Défi de la semaine : Soigner son sommeil, à commencer par le coucher !

Chacun sait qu’un bon sommeil, c’est important : il est l’un des trois piliers d’une vie plus saine. Et pourtant, il est si souvent maltraité, au détriment de notre qualité de vie ! Alors si vous souffrez tous les matins lorsque vous devez vous lever, ne croyez pas que c’est une fatalité parce que « vous n’êtes pas du matin ». Vous devez juste vous réconcilier avec votre sommeil. C’est pourquoi, à partir de cette semaine, je vais vous proposer 3 défis pour 1° soigner votre coucher, 2° veiller à la qualité de votre sommeil, et 3° ritualiser et savourez votre lever. Si vous relevez ces défis, vous verrez à quel point vous gagnerez en énergie et vitalité pour toute la journée !

Voici donc, pour cette semaine, le premier de ce trio de défis pour un meilleur sommeil :

SOIGNEZ VOTRE COUCHER !

Mais qu’est-ce ça veut dire concrètement ?

Avant tout, vous devez court-circuiter ce qui vous empêche de vous coucher.

Tout le monde a besoin d’un nombre suffisant d’heures de sommeil, en moyenne 7h30 selon de nombreuses études. Notre lever étant, la plupart du temps, conditionné par des obligations professionnelles ou autres, le seul moyen d’avoir son quota de sommeil est de se coucher à une heure raisonnable….  ce qui n’est pas toujours le cas, n’est-ce pas ? Observez un instant vos pratiques en la matière. Si vous faites partie de celles et ceux qui ont toujours du mal à se tirer du lit le matin, vous faites probablement aussi partie de celles et ceux qui se couchent bien trop tard ! Élémentaire, mon cher Watson ! 

Mais pourquoi ? Là est la question cruciale !

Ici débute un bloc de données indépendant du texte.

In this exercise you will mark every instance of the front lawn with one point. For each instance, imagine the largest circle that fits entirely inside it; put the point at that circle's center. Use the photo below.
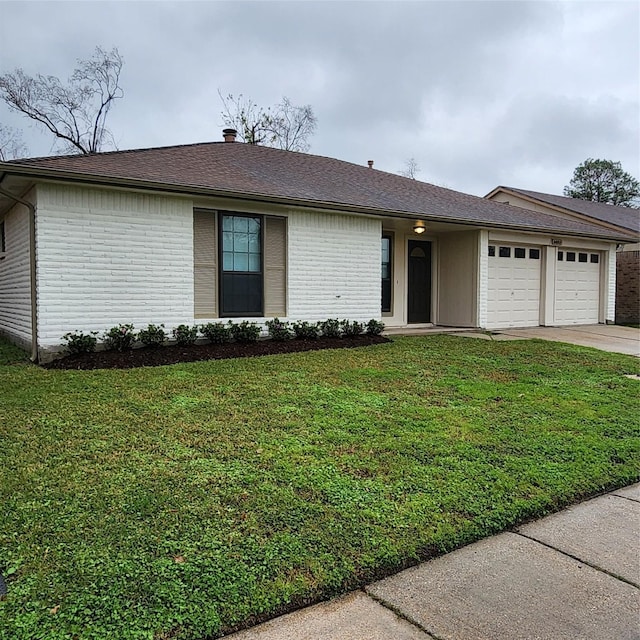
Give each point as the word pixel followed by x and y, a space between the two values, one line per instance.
pixel 187 500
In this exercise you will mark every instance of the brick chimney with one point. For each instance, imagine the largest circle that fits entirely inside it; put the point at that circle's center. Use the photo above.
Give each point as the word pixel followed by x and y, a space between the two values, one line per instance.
pixel 229 135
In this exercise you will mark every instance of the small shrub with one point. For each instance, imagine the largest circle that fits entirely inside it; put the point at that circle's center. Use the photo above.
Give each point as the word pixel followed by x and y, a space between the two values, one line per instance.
pixel 185 335
pixel 78 342
pixel 351 329
pixel 375 327
pixel 278 330
pixel 306 330
pixel 331 328
pixel 153 336
pixel 216 332
pixel 120 337
pixel 245 331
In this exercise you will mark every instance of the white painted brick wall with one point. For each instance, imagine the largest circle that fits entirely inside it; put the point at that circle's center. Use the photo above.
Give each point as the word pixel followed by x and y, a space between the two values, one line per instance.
pixel 15 284
pixel 483 278
pixel 108 257
pixel 334 266
pixel 610 303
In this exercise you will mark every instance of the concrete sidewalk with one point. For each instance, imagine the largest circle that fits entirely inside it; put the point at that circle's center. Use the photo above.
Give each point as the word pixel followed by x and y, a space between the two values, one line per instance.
pixel 606 337
pixel 574 575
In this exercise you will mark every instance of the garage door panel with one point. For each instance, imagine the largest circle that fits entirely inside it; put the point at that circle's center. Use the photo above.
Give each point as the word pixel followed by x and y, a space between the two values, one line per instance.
pixel 577 292
pixel 513 289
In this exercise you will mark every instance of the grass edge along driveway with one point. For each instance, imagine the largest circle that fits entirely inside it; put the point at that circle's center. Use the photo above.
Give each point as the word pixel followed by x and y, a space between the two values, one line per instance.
pixel 190 500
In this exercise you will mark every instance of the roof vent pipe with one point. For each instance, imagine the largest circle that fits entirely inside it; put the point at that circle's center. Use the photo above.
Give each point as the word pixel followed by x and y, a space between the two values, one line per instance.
pixel 229 135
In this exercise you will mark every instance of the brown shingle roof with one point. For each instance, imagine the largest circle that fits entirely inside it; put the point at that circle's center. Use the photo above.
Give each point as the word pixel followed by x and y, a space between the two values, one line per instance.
pixel 283 176
pixel 624 217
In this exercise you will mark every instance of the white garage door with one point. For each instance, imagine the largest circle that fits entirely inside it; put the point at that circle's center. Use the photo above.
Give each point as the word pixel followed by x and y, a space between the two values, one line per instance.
pixel 577 298
pixel 514 287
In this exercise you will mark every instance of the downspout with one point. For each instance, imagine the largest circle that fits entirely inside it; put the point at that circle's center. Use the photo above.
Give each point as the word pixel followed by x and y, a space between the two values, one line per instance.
pixel 32 269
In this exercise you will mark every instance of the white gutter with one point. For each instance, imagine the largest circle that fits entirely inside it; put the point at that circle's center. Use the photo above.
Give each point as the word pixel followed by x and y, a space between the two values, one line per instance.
pixel 32 269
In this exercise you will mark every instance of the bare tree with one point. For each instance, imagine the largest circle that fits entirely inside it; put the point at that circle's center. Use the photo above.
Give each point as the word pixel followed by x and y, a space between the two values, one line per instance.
pixel 75 112
pixel 11 144
pixel 411 169
pixel 293 126
pixel 284 126
pixel 604 181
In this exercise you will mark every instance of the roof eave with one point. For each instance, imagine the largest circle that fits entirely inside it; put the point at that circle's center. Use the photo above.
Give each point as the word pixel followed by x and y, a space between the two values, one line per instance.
pixel 137 183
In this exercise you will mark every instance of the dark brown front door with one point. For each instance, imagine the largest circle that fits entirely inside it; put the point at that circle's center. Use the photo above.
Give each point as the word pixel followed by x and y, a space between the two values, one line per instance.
pixel 419 281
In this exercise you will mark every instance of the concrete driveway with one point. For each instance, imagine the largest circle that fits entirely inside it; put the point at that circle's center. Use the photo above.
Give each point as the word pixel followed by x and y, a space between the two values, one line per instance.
pixel 607 337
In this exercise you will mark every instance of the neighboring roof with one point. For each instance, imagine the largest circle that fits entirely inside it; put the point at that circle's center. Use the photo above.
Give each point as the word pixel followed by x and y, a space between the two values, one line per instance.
pixel 263 173
pixel 624 217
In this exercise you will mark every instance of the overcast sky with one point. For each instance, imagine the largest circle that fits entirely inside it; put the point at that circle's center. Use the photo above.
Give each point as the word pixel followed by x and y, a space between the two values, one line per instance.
pixel 479 93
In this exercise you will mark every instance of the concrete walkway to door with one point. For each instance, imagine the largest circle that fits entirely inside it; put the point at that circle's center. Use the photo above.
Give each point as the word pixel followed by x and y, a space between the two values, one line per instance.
pixel 607 337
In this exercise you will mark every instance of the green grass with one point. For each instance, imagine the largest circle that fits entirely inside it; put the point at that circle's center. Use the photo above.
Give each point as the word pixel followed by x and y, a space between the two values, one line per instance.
pixel 184 501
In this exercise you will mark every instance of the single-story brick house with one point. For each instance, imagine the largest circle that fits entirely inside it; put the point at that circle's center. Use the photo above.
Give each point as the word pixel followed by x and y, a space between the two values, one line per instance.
pixel 193 233
pixel 624 219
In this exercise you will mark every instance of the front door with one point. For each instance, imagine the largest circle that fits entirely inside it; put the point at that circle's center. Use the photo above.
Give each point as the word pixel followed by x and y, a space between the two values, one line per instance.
pixel 419 281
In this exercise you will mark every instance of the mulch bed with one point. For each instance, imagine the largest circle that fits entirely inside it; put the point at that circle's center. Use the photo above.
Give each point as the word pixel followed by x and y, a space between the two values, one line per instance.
pixel 173 354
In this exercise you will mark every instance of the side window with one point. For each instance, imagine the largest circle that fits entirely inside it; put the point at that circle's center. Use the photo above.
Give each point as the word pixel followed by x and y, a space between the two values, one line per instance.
pixel 241 283
pixel 386 273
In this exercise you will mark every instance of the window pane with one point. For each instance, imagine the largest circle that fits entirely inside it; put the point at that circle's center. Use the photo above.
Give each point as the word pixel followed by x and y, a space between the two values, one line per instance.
pixel 253 225
pixel 240 224
pixel 227 241
pixel 385 249
pixel 254 262
pixel 254 243
pixel 240 262
pixel 240 242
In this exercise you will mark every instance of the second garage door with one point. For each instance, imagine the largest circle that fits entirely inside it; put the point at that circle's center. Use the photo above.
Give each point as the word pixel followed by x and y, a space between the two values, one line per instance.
pixel 514 287
pixel 577 296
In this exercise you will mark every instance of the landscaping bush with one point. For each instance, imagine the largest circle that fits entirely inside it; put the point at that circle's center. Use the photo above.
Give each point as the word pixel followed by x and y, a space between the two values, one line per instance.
pixel 351 328
pixel 331 328
pixel 185 335
pixel 375 327
pixel 245 331
pixel 120 337
pixel 278 330
pixel 306 330
pixel 153 336
pixel 78 342
pixel 216 332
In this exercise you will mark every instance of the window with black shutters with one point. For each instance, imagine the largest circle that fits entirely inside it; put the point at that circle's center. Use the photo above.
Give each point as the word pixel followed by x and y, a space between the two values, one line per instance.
pixel 386 273
pixel 241 282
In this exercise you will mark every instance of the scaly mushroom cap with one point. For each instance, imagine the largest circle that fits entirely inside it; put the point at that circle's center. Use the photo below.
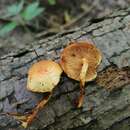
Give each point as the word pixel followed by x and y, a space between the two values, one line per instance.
pixel 43 76
pixel 72 60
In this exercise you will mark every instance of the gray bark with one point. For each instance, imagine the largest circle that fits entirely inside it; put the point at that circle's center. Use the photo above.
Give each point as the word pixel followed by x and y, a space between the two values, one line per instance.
pixel 103 108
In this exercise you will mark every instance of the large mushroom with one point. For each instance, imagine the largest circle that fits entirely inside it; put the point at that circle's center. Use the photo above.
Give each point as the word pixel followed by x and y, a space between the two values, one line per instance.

  • Une troisième mi-temps vous attend-elle en rentrant du boulot, avec plein de tâches qui vous accaparent jusque tard dans la nuit ?
  • Ou bien êtes-vous êtes un « oiseau de nuit » et rentrez-vous régulièrement très tard chez vous ?
  • Ou encore, traînez-vous tout simplement dans le canapé, voire dans votre lit, les yeux rivés sur un écran, à jouer avec votre smartphone, votre console ou votre zapette, jusqu’à des heures impossibles ?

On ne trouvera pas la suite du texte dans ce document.